Langsung ke konten utama

Tercekik di Kandang

Seorang tetangga memelihara kucing “mahal.” Kabarnya sih harganya ratusan ribu. Ya semacam kucing ras tertentu gitulah. Kucing Anggora?! Persia?! Entahlah, aku kurang begitu mengerti ras kucing mahal. Yang kutahu, itu bukan kucing “gratisan” yang berkeliaran di kampung.

Oleh karena mahal, maka kucing itu butuh perawatan ekstra. Tidak seperti warga umumnya yang memelihara kucing kampung, tetangga ini kerap kudapati menjemur kucingnya sehabis dia mandikan.

Biasanya sih, tetangga ini menjemur kucingnya di depan halaman rumahku. Ya, maklum, halaman rumahku memang cukup banyak terkena sinar matahari kalau siang, dan punya ruang cukup luas, tidak dilewati kendaraan.

Siang tadi, ketika sedang kerja, aku dengar kucing itu mengeong-ngeong, yang menurutku merupakan hal yang biasa sih. Kucing ini sering mengeong kalau dijemur. Entahlah, mungkin karena dia kedinginan sehabis mandi, atau dia terlalu anxiety sama lingkungan kampung.

Namun lama-kelamaan, kucing itu mengeong semakin keras,dan berulang-ulang. Kedengarannya seperti kucing yang mengeong ketika hendak berkelahi dengan kucing lain.

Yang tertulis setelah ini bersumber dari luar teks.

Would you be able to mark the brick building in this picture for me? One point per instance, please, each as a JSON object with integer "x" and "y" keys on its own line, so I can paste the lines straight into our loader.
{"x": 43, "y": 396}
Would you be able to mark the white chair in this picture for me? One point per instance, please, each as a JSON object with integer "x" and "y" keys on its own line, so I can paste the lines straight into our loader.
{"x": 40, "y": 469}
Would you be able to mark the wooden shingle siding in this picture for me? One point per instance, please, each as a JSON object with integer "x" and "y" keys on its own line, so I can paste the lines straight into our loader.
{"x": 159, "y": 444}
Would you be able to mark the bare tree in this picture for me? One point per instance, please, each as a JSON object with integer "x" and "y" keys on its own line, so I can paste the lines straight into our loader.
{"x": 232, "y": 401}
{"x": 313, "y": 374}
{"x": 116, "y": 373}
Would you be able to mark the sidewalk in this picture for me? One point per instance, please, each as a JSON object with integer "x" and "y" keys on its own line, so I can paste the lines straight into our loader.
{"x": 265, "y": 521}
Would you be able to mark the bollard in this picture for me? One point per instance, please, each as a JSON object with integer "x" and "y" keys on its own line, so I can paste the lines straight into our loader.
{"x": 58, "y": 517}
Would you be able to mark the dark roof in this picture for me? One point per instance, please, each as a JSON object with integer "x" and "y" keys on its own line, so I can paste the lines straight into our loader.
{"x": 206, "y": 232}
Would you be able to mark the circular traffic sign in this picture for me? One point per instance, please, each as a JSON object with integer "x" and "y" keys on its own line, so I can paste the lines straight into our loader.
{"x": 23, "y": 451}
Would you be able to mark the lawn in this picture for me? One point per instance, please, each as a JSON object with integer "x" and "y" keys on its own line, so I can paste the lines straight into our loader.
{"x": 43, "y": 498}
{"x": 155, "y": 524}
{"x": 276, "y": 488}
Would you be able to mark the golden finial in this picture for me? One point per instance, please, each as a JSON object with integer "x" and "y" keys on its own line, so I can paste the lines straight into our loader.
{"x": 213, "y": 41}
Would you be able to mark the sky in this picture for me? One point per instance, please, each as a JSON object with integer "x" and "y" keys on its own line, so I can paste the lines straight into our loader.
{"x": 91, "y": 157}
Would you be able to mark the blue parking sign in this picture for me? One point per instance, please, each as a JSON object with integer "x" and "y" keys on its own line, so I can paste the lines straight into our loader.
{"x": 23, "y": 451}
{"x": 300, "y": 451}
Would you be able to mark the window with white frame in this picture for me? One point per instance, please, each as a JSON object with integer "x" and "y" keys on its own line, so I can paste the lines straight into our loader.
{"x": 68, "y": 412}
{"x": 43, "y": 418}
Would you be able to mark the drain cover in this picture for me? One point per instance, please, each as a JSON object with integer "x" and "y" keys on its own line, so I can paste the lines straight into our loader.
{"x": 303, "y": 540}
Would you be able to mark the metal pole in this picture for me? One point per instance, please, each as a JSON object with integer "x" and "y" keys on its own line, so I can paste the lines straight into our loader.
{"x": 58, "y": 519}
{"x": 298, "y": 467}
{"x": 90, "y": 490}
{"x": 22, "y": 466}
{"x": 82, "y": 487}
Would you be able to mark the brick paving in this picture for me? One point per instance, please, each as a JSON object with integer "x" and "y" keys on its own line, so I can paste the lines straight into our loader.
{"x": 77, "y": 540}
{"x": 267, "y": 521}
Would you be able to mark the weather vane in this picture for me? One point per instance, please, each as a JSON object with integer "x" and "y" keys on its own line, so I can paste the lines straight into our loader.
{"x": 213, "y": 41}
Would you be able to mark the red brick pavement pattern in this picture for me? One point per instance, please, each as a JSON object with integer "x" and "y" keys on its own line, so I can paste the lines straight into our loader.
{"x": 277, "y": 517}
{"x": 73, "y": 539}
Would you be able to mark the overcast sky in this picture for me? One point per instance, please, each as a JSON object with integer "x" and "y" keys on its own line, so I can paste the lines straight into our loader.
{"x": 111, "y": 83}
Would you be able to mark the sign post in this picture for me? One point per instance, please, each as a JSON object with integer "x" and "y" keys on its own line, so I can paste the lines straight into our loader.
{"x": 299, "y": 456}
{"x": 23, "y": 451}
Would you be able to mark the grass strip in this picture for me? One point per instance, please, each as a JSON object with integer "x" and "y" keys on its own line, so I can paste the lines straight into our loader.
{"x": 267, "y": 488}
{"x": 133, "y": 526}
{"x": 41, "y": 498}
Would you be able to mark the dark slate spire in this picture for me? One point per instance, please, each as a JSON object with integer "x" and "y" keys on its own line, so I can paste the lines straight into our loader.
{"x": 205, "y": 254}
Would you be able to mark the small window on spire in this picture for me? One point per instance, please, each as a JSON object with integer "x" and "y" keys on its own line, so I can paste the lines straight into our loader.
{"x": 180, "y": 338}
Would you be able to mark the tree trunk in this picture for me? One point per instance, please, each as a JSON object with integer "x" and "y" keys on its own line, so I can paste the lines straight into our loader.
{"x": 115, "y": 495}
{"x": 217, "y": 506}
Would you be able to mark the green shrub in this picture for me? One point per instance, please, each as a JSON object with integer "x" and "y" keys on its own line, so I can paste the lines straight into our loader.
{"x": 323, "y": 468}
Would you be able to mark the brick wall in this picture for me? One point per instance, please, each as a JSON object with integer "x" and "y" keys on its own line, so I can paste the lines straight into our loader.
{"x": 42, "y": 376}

Pikirku, aku tidak mau ikut campur. Itu urusan sesama kucing. Lagipula kucing itu juga ada dalam kandang. Jadi aku kira juga bakal aman-aman saja. Dan aku harap pemiliknya sendiri, atau tetangga lain melerai mereka.

Namun semakin lama meongannya semakin keras, dan memilukan. Entahlah, seperti dia sedang meminta tolong. Dan tidak terdengar ada meongan yang berbeda dari kucing lain. Ini meongan yang berasal dari satu kucing. Aneh. Jadi aku putuskan untuk mengeceknya sebentar.

Betapa kagetnya aku melihat kucing itu ternyata dalam kesulitan. Kepalanya seperti tersangkut pada bagian atas kandang.

Aku langsung lari menghampiri. Kandang kucing itu terbuat dari kawat besi. Bagian atas kandang tersebut merupakan pintunya. Nah kepala kucing itu sedang tercekik dan tergantung pada bagian itu, setengah keluar dari kandang. Keempat kakinya sekuat tenaga mencengkram kawat dinding kandang, mungkin berusaha menopang tubuhnya agar tak tercekik.

Sungguh, itu pemandangan mengerikan.

Aku bergerak hendak memanggil pemiliknya. Namun ada keraguan. Rumahnya tidak cukup dekat dengan rumahku, yang berarti aku harus meninggalkan kucing itu. Sementara, mungkin karena kucing tadi mengeong-ngeong terus, jadi ada satu kucing liar datang menghampiri. Kucing liar itu tampaknya marah, hendak menyerang.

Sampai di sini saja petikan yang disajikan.